Search code examples
swiftalamofirealamofire-requestsslpinning

Why is ssl pinning not working on synchronous requests?

I want to do ssl pinning with Alamofire library, but it doesn't work for sync requests.

I am using the following library to sync Alamofire request: https://github.com/Dalodd/Alamofire-Synchronous In async call I get cancaled with code -999 but when I try with sync I get all responses with 200. My code is like this:

    let hostname = "..."
    let cert = "..." // e.g. for cert.der, this should just be "cert"
    let pathToCert = Bundle.main.path(forResource: cert, ofType: "der")
    let localCertificate = NSData(contentsOfFile: pathToCert!)
    let certificates = [SecCertificateCreateWithData(nil,
    localCertificate!)!]
    // Configure the trust policy manager
    let serverTrustPolicy = ServerTrustPolicy.pinCertificates(
    certificates: certificates,
    validateCertificateChain: true,
    validateHost: true
    )
    let serverTrustPolicies = [hostname: serverTrustPolicy]
    let serverTrustPolicyManager = ServerTrustPolicyManager(policies:
    serverTrustPolicies)
    // Configure session manager with trust policy
    let defaultManager = Alamofire.SessionManager(
      configuration: URLSessionConfiguration.default,
      serverTrustPolicyManager: serverTrustPolicyManager
    )
    let manager = defaultManager
    manager.session.configuration.timeoutIntervalForRequest = 120
    let request = getRequest(object, endPoint: endPoint)
    let response = manager.request(request).responseString()

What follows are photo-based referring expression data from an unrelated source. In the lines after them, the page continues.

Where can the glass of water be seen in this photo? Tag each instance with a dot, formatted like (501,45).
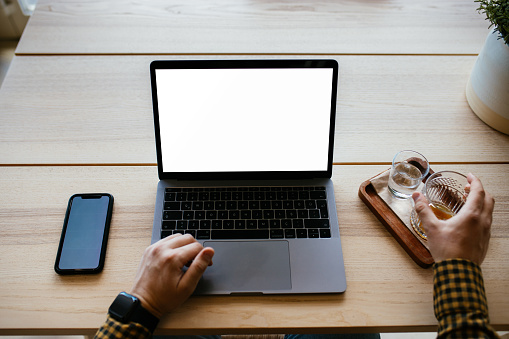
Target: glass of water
(446,193)
(408,170)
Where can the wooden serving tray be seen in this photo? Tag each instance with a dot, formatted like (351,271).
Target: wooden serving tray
(415,249)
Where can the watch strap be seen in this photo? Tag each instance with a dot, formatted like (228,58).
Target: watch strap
(127,308)
(144,317)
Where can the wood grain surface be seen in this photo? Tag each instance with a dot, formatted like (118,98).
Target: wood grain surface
(254,27)
(386,289)
(98,109)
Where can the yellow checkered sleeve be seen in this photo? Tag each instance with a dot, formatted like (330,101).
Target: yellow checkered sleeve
(460,301)
(115,329)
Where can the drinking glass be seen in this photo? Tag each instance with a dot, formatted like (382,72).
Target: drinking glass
(408,170)
(446,195)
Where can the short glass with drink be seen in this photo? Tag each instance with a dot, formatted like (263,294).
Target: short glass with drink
(446,195)
(408,170)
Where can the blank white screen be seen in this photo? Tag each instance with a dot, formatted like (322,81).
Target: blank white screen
(237,120)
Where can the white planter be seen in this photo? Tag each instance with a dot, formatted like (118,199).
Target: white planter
(488,86)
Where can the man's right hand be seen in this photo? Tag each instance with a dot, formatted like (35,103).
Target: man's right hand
(467,234)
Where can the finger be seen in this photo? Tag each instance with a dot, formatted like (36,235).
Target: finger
(425,213)
(193,275)
(177,240)
(489,206)
(476,197)
(187,253)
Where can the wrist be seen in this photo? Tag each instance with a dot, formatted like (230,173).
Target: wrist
(128,308)
(147,305)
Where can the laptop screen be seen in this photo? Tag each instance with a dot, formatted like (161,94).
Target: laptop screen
(244,116)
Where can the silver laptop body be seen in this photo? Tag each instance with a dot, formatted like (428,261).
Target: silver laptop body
(243,129)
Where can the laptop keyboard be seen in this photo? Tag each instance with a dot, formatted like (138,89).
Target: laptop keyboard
(246,212)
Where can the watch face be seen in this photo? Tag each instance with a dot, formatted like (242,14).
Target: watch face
(122,307)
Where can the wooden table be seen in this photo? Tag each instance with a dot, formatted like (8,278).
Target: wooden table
(76,116)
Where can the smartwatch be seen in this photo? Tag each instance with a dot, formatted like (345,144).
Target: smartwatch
(127,308)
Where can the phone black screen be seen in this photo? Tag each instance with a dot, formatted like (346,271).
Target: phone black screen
(85,234)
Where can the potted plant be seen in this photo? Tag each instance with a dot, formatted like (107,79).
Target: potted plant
(488,87)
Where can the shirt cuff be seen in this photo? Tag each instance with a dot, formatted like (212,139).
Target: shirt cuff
(459,297)
(113,328)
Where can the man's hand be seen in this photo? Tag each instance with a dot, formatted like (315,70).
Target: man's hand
(465,235)
(161,283)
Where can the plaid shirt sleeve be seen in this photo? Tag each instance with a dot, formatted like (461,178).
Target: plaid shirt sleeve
(115,329)
(459,300)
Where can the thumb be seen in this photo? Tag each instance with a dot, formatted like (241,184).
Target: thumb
(423,210)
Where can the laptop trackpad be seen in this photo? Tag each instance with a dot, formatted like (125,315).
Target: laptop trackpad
(247,266)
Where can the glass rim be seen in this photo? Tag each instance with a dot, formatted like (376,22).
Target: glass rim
(436,175)
(423,175)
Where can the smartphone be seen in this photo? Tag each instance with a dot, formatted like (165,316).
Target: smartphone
(84,236)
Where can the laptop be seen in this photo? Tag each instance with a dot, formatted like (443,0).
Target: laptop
(244,156)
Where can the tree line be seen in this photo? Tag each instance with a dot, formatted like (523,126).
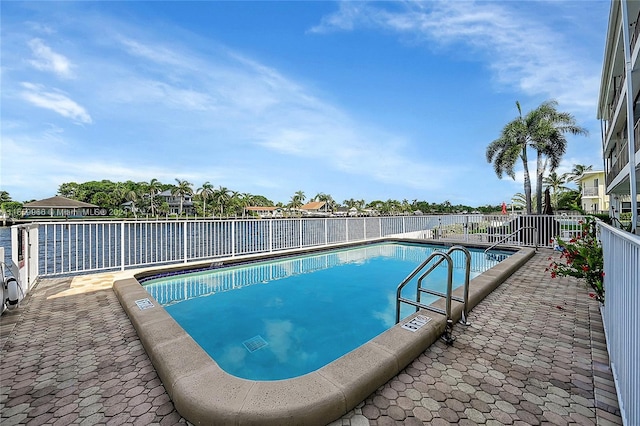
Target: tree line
(541,131)
(142,198)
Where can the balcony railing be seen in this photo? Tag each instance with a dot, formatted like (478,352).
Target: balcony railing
(622,159)
(621,317)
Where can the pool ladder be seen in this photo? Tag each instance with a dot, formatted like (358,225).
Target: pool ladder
(447,335)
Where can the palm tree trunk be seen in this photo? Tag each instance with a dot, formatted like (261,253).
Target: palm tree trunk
(527,180)
(539,176)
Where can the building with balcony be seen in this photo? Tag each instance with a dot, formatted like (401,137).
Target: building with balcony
(174,203)
(619,109)
(592,190)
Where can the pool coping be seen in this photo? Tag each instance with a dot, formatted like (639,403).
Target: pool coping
(203,393)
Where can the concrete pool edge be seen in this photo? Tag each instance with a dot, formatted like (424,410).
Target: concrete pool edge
(204,394)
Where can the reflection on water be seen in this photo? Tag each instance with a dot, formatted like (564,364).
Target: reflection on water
(175,289)
(305,311)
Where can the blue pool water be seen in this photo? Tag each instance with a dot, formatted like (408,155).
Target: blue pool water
(285,318)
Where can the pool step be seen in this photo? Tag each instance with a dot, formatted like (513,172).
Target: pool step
(255,343)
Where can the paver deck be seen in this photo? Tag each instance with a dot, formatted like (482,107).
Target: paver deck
(534,354)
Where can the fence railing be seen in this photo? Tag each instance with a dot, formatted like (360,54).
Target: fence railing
(621,316)
(73,247)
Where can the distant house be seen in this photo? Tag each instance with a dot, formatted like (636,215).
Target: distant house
(60,207)
(174,203)
(265,211)
(316,208)
(594,199)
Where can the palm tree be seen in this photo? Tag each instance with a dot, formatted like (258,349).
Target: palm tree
(221,197)
(543,130)
(132,196)
(547,133)
(205,192)
(245,200)
(154,187)
(556,183)
(182,190)
(519,200)
(576,173)
(4,197)
(505,151)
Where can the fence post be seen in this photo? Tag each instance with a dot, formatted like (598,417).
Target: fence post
(233,238)
(185,244)
(270,236)
(122,245)
(364,229)
(326,231)
(300,232)
(346,227)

If I don't use semaphore in the code below the request is aborted but if I use it I get 200 responses

    public func response<T: DataResponseSerializerProtocol>(responseSerializer: T) -> 
    DataResponse<T.SerializedObject> {
    
    let semaphore = DispatchSemaphore(value: 0)
    var result: DataResponse<T.SerializedObject>!
    
    self.response(queue: DispatchQueue.global(qos: .default), responseSerializer: responseSerializer) { response in
        
        result = response
        semaphore.signal()
        
    }
    
    _ = semaphore.wait(timeout: DispatchTime.distantFuture)
    
    return result
}

How is this possible?

Solution

  • Using Alamofire synchronously is not supported so any misbehaviors you see when doing this are unlikely to be fixed.

    Additionally, that dependency is using Alamofire 4, where 5 is the latest version, so if you really want the behavior I suggest implementing it manually using the latest version.